Global oil markets are in an enormous surplus than expected this quarter. The International Energy Agency (IEA) reports this in a new report. However, according to the agency, oil demand is still limited, despite China’s attempt to reopen the economy after the release of strict corona policies.
Supply will exceed consumption by about 1 million barrels per day in the first three months of the year, the IEA said. Although the organization has slightly revised its outlook for China following the easing of corona restrictions, it does not expect annual growth in oil demand in China to return until the second quarter. “As China faces a challenging winter, the reopening path will undoubtedly be bumpy and drawn out,” the IEA warned.

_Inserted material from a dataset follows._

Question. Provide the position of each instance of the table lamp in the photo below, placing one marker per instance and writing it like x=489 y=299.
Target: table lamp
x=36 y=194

Oil prices have had a difficult start to the year. This is because the relaxation of corona restrictions in China has caused a new wave of virus infections. This slows down efforts to restart the economy. However, when the Chinese economy runs at full speed again, the country’s oil demand will also increase considerably.
Oil stocks are also increasing because Russia manages to maintain its production and export of oil despite Western sanctions. The country’s oil production remained stable at around 11 million barrels per day in December, despite the European Union’s ban on Russian crude oil imports. The IEA does expect Russian oil production to decline later this quarter. However, the slow recovery in oil demand in the first half of 2023 indicates that inventories will continue to grow, according to the organization.
The agency predicts that global oil markets will tighten in the year’s second half as Chinese consumption increases and sanctions against Moscow take effect. As a result, Russian production could fall by 1.5 million barrels per day by the end of March, according to the IEA.
Global oil consumption remains on track to grow by 1.9 million barrels per day this year to a record average of 101.7 million barrels per day, according to the IEA. About half of the growth comes from China.